Furthermore, the commission discovered disturbing evidence that NASA’s provisions to support the projected 24-flight annual rate were woefully inadequate. Spares for individual orbiters were in short supply (only 65 percent of the required parts inventory was in place by January 1986), leading to an increasingly dangerous practice of “cannibalism” from one vehicle to equip the next, and resources focused primarily on “near-term” problems, rather than longer-term issues. An $83.3 million budget cut in October 1985 necessitated additional major deferrals of spare parts purchases. The cannibalism of parts, said STS-6 veteran Paul Weitz, then deputy chief of the astronaut office, in his Rogers testimony, “increases the exposure of both orbiters to intrusion by people. Every time you get people inside and around the orbiter, you stand a chance of inadvertent damage of whatever type, whether you leave a tool behind or, without knowing it, step on a wire bundle or a tube.”
Prior to the disaster, the shortage of spare parts had no serious impact on flight schedules, noted the Rogers report, but further cannibalism was “possible only so long as orbiters from which to borrow are available. In the spring of 1986, there would have been no orbiters to use for spare parts. Columbia was to fly in March, Discovery was to be sent to Vandenberg [Air Force Base in California] and Atlantis and Challenger were to fly in May.” Indeed, KSC’s shuttle engineering chief, Horace Lamberth, predicted that, had 51L flown successfully, the entire schedule would have been brought to its knees that spring by the spare parts problem alone.

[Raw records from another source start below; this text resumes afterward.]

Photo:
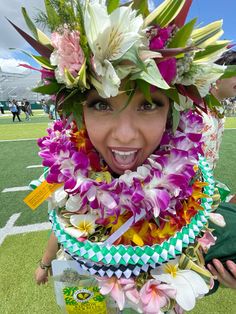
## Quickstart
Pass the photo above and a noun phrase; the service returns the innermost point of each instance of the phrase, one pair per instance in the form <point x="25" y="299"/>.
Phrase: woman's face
<point x="125" y="137"/>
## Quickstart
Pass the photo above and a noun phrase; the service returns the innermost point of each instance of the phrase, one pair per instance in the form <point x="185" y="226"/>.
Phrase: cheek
<point x="154" y="132"/>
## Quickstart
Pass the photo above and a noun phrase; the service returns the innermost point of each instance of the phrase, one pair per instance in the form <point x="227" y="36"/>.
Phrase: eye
<point x="100" y="105"/>
<point x="147" y="106"/>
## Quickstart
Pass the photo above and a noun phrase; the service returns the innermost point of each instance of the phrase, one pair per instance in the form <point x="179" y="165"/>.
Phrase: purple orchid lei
<point x="158" y="186"/>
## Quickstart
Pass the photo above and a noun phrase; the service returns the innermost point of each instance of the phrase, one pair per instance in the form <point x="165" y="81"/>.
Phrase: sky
<point x="206" y="11"/>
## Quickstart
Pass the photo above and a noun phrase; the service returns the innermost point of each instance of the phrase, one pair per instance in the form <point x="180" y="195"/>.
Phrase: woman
<point x="132" y="194"/>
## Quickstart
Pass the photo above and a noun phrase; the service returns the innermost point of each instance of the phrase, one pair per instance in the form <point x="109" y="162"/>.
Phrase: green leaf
<point x="49" y="89"/>
<point x="81" y="78"/>
<point x="141" y="6"/>
<point x="43" y="39"/>
<point x="175" y="119"/>
<point x="112" y="5"/>
<point x="181" y="37"/>
<point x="45" y="63"/>
<point x="211" y="51"/>
<point x="165" y="13"/>
<point x="144" y="87"/>
<point x="53" y="18"/>
<point x="152" y="76"/>
<point x="70" y="80"/>
<point x="29" y="23"/>
<point x="173" y="94"/>
<point x="212" y="102"/>
<point x="207" y="35"/>
<point x="230" y="71"/>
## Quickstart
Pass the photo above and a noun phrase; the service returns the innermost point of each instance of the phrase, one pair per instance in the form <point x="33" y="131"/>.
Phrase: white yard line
<point x="16" y="189"/>
<point x="19" y="140"/>
<point x="10" y="229"/>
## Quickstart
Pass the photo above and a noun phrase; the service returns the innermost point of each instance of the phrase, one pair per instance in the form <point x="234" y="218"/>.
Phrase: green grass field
<point x="19" y="254"/>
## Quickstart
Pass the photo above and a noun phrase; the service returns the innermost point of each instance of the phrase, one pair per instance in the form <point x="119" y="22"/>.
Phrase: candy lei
<point x="163" y="187"/>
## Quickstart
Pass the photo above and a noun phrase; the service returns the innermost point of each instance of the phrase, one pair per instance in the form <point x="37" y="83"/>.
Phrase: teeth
<point x="124" y="153"/>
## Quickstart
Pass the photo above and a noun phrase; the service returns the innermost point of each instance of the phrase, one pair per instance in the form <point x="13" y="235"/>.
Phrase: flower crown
<point x="97" y="44"/>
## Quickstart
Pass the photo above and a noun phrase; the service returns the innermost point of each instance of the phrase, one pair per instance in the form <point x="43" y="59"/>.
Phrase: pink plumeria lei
<point x="159" y="185"/>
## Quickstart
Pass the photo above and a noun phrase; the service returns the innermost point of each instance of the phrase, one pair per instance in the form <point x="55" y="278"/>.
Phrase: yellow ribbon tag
<point x="40" y="194"/>
<point x="84" y="300"/>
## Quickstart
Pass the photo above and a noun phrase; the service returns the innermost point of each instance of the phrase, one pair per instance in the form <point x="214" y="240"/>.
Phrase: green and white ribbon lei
<point x="136" y="255"/>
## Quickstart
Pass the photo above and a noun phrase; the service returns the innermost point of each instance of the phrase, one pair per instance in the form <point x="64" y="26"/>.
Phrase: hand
<point x="226" y="276"/>
<point x="41" y="275"/>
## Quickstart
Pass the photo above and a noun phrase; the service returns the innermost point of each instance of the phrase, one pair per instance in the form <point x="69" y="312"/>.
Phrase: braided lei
<point x="159" y="199"/>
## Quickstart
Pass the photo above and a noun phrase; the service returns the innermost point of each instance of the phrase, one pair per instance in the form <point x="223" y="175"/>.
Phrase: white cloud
<point x="9" y="37"/>
<point x="11" y="65"/>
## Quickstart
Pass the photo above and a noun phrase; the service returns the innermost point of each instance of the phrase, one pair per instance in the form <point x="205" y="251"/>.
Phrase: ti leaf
<point x="152" y="76"/>
<point x="207" y="35"/>
<point x="181" y="37"/>
<point x="230" y="71"/>
<point x="175" y="119"/>
<point x="165" y="13"/>
<point x="29" y="23"/>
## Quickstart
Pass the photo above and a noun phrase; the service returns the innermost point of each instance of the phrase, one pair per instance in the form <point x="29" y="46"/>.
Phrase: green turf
<point x="19" y="293"/>
<point x="14" y="158"/>
<point x="230" y="122"/>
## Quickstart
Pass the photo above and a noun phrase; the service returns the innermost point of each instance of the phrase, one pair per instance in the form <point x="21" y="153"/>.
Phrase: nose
<point x="125" y="128"/>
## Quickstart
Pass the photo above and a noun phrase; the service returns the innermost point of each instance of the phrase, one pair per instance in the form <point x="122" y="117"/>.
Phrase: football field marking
<point x="10" y="229"/>
<point x="16" y="189"/>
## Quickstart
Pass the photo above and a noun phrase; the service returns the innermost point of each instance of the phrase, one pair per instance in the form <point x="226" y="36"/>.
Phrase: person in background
<point x="14" y="110"/>
<point x="1" y="108"/>
<point x="212" y="135"/>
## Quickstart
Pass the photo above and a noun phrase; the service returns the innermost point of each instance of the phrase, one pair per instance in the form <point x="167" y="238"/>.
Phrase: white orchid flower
<point x="110" y="37"/>
<point x="74" y="203"/>
<point x="188" y="284"/>
<point x="83" y="225"/>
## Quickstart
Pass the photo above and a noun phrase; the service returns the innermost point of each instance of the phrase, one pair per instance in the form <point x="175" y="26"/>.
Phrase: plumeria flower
<point x="154" y="296"/>
<point x="188" y="284"/>
<point x="109" y="40"/>
<point x="118" y="288"/>
<point x="83" y="225"/>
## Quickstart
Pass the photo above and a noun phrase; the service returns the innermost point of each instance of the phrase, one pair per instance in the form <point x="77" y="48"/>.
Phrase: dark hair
<point x="227" y="58"/>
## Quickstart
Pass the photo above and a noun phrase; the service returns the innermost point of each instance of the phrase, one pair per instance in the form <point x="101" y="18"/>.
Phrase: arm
<point x="41" y="273"/>
<point x="225" y="275"/>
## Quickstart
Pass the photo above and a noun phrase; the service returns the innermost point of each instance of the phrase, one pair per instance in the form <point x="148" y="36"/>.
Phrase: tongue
<point x="124" y="160"/>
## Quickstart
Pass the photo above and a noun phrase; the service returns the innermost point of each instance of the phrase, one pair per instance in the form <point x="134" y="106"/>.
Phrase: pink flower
<point x="207" y="241"/>
<point x="167" y="67"/>
<point x="68" y="53"/>
<point x="154" y="296"/>
<point x="117" y="288"/>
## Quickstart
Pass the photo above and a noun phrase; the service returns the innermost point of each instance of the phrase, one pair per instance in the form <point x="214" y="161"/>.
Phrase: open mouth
<point x="124" y="160"/>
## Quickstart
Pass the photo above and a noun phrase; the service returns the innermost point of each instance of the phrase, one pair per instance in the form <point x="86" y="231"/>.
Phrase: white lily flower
<point x="188" y="284"/>
<point x="110" y="37"/>
<point x="185" y="103"/>
<point x="83" y="225"/>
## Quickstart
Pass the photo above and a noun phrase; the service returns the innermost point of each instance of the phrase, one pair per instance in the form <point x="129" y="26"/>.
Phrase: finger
<point x="232" y="267"/>
<point x="212" y="270"/>
<point x="223" y="275"/>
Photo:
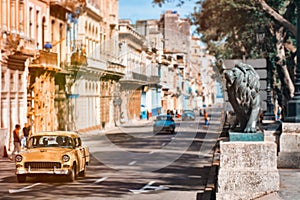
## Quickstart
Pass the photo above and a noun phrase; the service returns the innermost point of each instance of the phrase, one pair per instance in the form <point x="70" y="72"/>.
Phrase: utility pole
<point x="293" y="107"/>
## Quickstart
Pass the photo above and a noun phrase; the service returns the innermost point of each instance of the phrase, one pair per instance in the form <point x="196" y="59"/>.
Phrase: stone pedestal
<point x="247" y="170"/>
<point x="237" y="136"/>
<point x="289" y="146"/>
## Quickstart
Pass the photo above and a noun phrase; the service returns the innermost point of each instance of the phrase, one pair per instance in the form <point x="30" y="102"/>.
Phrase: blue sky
<point x="143" y="9"/>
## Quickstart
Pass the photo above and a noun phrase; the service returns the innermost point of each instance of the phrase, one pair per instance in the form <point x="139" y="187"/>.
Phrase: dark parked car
<point x="164" y="123"/>
<point x="188" y="115"/>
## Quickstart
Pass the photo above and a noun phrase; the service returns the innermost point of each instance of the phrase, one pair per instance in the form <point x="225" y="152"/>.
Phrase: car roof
<point x="61" y="133"/>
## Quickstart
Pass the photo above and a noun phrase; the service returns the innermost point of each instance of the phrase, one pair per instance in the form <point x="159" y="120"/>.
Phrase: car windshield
<point x="163" y="118"/>
<point x="188" y="111"/>
<point x="50" y="141"/>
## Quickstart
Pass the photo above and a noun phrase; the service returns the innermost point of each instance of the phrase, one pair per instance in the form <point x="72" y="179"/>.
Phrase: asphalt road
<point x="131" y="162"/>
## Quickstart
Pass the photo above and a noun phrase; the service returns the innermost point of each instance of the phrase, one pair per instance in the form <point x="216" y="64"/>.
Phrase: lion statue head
<point x="242" y="83"/>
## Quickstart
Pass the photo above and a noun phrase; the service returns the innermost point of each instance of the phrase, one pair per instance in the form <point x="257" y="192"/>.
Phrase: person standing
<point x="17" y="140"/>
<point x="206" y="118"/>
<point x="26" y="133"/>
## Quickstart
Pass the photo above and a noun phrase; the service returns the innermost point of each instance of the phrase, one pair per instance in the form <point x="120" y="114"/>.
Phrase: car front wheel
<point x="72" y="175"/>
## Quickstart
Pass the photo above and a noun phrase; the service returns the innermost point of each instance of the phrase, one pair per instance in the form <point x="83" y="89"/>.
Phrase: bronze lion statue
<point x="242" y="83"/>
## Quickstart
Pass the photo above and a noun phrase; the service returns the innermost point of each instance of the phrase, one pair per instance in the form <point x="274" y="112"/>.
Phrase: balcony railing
<point x="46" y="60"/>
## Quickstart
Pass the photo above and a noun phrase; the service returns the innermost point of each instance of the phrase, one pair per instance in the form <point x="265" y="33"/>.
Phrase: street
<point x="130" y="162"/>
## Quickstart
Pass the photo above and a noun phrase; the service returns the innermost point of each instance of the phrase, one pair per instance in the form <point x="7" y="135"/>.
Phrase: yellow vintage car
<point x="53" y="153"/>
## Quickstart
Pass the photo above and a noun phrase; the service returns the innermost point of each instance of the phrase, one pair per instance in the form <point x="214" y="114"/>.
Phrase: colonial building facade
<point x="72" y="65"/>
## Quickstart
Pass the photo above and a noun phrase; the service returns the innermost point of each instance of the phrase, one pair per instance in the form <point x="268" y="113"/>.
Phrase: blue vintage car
<point x="164" y="123"/>
<point x="188" y="115"/>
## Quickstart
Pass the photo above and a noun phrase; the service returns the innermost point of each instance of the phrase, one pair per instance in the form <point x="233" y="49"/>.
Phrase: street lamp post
<point x="269" y="114"/>
<point x="293" y="107"/>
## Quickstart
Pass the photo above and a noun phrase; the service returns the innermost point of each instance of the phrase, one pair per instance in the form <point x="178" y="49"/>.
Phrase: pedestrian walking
<point x="17" y="140"/>
<point x="26" y="133"/>
<point x="206" y="118"/>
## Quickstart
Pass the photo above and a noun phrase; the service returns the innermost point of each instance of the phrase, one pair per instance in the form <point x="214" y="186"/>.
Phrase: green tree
<point x="229" y="29"/>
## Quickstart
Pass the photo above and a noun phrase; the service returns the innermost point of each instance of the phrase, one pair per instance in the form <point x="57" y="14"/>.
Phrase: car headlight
<point x="19" y="158"/>
<point x="66" y="158"/>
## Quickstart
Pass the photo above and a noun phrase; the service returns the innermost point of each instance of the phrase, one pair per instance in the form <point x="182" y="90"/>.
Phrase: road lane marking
<point x="132" y="163"/>
<point x="24" y="189"/>
<point x="149" y="188"/>
<point x="100" y="180"/>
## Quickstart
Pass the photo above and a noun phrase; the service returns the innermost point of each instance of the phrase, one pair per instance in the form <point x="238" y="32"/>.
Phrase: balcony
<point x="116" y="67"/>
<point x="113" y="21"/>
<point x="59" y="8"/>
<point x="46" y="60"/>
<point x="154" y="79"/>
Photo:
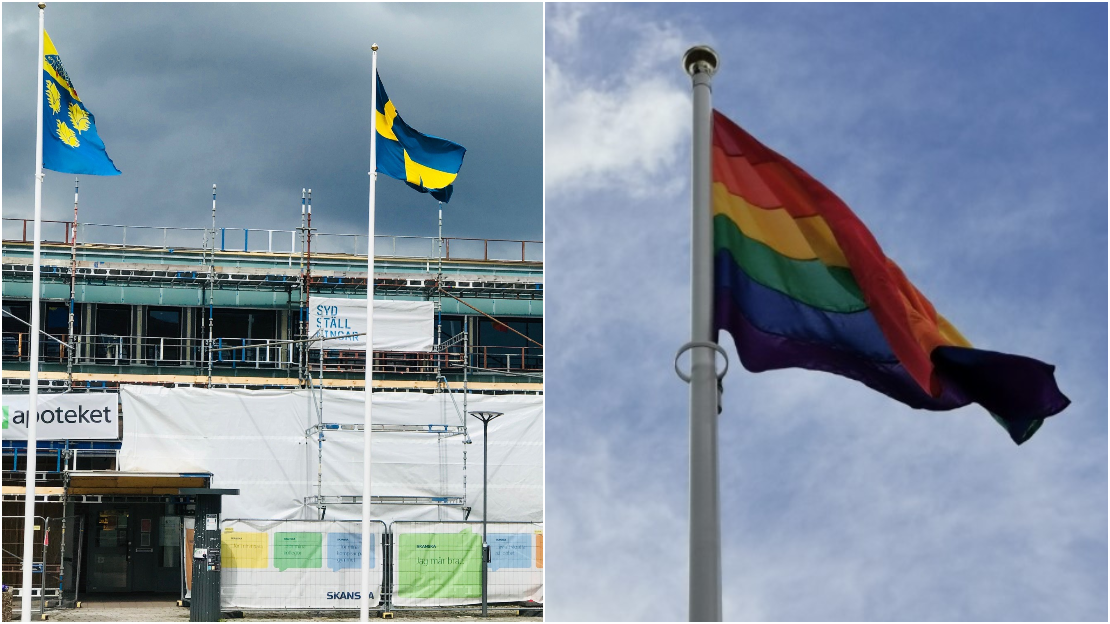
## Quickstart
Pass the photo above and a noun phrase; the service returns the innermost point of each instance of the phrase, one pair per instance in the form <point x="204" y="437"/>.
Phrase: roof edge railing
<point x="282" y="242"/>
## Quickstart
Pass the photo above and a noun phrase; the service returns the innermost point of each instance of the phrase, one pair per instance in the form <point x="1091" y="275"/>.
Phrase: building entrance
<point x="133" y="547"/>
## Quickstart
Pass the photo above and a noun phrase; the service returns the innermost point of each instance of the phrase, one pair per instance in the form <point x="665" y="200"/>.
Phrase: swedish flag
<point x="425" y="163"/>
<point x="70" y="142"/>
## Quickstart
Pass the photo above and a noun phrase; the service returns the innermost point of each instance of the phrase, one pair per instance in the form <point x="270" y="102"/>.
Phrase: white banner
<point x="296" y="564"/>
<point x="256" y="441"/>
<point x="440" y="563"/>
<point x="399" y="325"/>
<point x="87" y="415"/>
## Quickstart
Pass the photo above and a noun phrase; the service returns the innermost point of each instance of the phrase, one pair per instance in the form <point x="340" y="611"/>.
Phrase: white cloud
<point x="621" y="130"/>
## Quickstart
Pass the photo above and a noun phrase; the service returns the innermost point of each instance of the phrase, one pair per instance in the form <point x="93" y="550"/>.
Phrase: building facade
<point x="225" y="309"/>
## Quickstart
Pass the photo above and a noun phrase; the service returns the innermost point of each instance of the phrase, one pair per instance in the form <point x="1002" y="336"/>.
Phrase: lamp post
<point x="485" y="418"/>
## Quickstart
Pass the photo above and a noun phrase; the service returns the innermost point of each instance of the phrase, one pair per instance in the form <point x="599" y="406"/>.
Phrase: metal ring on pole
<point x="696" y="344"/>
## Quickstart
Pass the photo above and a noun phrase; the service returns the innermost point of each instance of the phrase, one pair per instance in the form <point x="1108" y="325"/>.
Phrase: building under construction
<point x="209" y="310"/>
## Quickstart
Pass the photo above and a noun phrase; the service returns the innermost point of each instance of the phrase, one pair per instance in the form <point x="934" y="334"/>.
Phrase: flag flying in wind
<point x="70" y="142"/>
<point x="800" y="282"/>
<point x="424" y="162"/>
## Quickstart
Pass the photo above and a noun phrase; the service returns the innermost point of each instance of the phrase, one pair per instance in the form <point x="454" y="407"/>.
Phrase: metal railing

“Compounding the problem,” the report explained, “was the fact that NASA had difficulty evolving from its ‘single flight’ focus to a system that could efficiently support the projected flight rate. It was slow in developing a hardware maintenance plan for its reusable fleet and slow in developing the capabilities that would allow it to handle the higher volume of work and training associated with the increased flight frequency.”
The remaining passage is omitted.